A unique Hartland High School basketball team put up a good fight on the court last night, but team members and the coach say the final score may be the least important aspect of the game.

Around 150 band students volunteered to play at the Hartland Unified Basketball game, which also included performances by the high school’s drumline and pom team. With support from the student body and community, the entertainment and large crowd made the game appear the same as a varsity game, which team leaders say is the point.

Hartland Unified Basketball is in its first year and is comprised of roughly 16 players that are a mix of students with and without disabilities. Unified Sports is the result of a partnership between Special Olympics Michigan and the Michigan High School Athletic Association. The goal is to bring general education and special needs students together to build meaningful friendships in an inclusive environment.

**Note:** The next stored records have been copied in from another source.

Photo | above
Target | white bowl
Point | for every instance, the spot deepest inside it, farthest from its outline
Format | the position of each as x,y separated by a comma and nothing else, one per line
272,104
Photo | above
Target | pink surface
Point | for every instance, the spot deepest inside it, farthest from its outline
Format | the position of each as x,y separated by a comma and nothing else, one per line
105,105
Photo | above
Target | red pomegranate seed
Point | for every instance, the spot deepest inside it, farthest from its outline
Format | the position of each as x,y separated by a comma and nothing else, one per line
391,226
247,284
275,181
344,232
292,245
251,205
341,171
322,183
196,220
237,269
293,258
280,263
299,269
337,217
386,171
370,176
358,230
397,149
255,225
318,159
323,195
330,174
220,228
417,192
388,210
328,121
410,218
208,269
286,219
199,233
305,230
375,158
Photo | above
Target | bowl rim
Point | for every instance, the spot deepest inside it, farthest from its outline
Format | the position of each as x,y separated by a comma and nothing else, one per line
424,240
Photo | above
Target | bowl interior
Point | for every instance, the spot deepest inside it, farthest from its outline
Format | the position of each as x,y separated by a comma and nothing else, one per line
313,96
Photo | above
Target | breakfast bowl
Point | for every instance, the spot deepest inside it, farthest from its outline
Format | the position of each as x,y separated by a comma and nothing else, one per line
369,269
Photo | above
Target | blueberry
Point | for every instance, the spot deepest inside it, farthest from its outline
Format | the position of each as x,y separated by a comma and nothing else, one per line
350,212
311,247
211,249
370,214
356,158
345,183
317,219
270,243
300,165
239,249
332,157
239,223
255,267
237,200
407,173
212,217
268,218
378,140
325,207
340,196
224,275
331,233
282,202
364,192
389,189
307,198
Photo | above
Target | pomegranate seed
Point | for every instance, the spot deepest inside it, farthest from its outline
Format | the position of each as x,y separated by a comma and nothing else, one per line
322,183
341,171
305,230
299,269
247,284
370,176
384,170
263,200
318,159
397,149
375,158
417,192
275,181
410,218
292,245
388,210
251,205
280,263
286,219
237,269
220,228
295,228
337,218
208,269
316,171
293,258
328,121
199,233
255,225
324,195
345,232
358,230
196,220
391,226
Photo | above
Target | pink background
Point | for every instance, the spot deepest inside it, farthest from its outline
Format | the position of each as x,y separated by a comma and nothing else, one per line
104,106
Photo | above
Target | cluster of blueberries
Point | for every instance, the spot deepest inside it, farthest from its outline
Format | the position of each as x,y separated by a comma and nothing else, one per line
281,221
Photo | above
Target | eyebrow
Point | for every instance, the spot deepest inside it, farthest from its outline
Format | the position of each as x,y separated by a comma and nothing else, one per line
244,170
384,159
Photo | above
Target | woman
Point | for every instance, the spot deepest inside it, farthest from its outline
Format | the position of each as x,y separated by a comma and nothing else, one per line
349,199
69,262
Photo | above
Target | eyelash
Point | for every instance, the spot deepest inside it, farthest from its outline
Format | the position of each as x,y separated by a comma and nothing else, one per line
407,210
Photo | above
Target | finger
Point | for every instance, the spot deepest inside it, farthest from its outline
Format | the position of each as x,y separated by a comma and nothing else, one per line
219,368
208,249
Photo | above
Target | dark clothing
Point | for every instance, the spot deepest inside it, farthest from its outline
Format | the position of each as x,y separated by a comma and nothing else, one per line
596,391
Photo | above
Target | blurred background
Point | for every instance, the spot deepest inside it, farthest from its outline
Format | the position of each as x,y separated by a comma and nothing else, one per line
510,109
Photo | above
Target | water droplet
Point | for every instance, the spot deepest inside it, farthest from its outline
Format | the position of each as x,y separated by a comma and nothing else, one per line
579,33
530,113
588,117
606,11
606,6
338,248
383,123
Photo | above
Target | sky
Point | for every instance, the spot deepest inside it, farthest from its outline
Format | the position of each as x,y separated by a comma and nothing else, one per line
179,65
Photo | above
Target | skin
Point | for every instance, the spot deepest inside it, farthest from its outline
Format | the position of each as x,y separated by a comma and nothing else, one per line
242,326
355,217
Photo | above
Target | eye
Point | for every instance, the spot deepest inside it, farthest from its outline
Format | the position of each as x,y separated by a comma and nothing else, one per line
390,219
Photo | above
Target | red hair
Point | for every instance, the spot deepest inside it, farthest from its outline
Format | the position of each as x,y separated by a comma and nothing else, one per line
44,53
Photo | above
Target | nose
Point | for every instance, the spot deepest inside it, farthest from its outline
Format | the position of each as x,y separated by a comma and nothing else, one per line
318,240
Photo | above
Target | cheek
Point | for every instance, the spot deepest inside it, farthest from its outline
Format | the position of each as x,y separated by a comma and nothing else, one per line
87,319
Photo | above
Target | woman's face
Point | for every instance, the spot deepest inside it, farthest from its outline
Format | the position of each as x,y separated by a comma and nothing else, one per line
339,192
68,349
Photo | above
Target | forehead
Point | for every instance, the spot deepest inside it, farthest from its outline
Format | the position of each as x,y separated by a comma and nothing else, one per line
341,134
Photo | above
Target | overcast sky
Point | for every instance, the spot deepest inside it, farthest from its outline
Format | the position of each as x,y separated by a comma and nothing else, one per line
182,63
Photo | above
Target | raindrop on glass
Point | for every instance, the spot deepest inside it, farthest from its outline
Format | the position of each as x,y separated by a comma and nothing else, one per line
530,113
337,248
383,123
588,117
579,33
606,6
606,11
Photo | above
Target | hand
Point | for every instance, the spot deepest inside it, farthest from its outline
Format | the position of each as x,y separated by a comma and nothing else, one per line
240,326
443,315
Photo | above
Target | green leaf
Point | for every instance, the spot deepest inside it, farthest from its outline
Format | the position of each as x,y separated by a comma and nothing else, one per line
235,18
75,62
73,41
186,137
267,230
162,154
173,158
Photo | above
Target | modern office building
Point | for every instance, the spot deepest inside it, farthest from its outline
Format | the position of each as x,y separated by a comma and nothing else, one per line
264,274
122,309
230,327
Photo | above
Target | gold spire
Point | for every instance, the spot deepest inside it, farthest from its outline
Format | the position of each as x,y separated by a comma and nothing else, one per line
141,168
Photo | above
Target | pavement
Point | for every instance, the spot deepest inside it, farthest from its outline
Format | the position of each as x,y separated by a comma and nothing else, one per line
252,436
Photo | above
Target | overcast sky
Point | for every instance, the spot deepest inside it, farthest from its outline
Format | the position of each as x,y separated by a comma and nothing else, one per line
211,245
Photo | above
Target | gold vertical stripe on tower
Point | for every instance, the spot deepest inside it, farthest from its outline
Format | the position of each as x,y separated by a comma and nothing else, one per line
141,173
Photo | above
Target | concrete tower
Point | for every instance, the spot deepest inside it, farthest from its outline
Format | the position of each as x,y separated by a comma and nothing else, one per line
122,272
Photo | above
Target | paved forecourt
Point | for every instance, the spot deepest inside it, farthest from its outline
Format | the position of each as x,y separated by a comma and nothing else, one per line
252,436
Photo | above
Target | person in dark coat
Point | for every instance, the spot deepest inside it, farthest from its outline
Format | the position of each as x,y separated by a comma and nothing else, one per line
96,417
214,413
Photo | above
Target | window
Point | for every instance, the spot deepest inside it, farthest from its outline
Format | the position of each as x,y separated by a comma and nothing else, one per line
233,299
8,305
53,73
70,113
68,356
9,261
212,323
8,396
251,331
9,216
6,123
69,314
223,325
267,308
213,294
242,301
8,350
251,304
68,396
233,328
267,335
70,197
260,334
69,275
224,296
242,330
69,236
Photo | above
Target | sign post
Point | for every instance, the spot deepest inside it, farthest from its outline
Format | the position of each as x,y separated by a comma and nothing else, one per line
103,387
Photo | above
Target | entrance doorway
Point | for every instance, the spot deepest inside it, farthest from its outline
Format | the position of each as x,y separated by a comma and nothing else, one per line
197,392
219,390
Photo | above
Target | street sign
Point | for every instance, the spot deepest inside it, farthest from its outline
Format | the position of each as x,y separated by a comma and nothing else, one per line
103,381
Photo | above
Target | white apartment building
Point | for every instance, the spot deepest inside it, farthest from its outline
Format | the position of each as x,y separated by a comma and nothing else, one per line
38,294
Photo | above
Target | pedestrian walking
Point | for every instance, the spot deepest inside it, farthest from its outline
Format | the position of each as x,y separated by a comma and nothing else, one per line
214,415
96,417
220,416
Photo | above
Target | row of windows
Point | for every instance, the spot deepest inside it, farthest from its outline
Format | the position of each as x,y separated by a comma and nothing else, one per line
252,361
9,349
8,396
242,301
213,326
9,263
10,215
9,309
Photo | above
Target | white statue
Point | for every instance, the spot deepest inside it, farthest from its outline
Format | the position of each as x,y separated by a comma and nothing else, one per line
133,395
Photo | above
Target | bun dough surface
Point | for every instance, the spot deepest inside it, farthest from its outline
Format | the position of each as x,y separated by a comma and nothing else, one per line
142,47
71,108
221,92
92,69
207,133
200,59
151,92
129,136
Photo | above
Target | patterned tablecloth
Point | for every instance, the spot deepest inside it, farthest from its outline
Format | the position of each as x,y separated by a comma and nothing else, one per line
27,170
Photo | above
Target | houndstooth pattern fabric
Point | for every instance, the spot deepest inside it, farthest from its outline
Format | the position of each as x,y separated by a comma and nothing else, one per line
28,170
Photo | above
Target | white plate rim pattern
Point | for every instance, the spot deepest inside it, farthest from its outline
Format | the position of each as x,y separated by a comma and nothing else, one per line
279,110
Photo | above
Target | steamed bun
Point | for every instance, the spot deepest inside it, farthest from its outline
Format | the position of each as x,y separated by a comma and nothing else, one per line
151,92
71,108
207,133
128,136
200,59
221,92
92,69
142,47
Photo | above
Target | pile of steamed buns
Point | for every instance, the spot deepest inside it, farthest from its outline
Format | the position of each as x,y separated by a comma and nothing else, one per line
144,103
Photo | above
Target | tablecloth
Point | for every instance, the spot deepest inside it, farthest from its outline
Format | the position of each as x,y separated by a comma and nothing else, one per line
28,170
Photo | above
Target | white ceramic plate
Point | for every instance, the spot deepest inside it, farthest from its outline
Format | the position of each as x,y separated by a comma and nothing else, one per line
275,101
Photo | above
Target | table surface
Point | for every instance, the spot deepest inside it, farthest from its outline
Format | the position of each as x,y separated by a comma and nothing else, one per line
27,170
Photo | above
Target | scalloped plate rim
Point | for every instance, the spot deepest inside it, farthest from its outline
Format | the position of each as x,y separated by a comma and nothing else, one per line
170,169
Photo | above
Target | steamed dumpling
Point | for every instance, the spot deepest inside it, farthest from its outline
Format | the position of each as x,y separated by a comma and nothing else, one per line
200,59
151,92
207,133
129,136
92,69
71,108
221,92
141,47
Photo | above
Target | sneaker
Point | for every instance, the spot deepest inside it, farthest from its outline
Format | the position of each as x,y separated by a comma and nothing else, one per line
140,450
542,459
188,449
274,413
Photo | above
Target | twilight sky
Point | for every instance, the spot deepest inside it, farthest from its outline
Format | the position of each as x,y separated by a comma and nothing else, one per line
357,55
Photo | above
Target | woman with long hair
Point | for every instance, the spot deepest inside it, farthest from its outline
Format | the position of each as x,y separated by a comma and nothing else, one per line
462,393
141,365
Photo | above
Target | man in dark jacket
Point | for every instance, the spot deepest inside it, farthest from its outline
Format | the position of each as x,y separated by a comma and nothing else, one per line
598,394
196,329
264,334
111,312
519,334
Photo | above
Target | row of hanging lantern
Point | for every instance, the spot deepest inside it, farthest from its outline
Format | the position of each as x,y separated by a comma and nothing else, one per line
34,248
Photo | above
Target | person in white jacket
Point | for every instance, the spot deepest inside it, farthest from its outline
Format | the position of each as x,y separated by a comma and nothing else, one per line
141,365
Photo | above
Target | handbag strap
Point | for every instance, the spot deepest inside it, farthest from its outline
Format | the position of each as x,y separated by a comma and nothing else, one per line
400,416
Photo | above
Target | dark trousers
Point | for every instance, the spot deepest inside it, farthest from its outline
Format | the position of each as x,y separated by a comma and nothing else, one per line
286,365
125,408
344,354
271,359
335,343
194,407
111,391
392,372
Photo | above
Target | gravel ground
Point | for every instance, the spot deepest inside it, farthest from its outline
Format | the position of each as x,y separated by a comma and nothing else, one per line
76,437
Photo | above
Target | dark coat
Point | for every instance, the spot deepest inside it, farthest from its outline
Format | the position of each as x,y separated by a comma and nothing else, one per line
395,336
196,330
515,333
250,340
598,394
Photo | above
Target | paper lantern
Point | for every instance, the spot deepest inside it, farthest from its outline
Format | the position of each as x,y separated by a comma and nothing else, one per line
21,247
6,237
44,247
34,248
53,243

Hartland’s team started in the high school’s 2nd hour peer-to-peer course and has grown from there.18-year-old Jake Gallagher is a senior at Hartland and a member of their Unified Basketball team. Gallagher says he enjoys working with his teammates on and off the court, adding that his goal is to make them smile every day. Gallagher says his dream job is to work with children with disabilities and that he loves seeing their joy.

High school Assistant Principal and Hartland Unified Coach Jason Reck says the camaraderie among team members is what makes the game so special. The basketball games are still competitive, but cheering for both teams is what creates the positive vibes between players. Hartland Unified went up against Northville’s Unified team, though they lost 28 to 30. However Reck believes the score doesn’t matter, noting that he has been an athlete his whole life, a coach, and an athletic director. Yet he feels the Unified team’s games are just as important as the state championships he’s won or has led teams to.

Even with a loss, Reck says he doesn’t think he’s ever smiled that big leaving the gym. Reck says it is the team’s encouraging nature of inclusion and unity that makes “everyone wearing a Hartland H proud of what they’re doing.”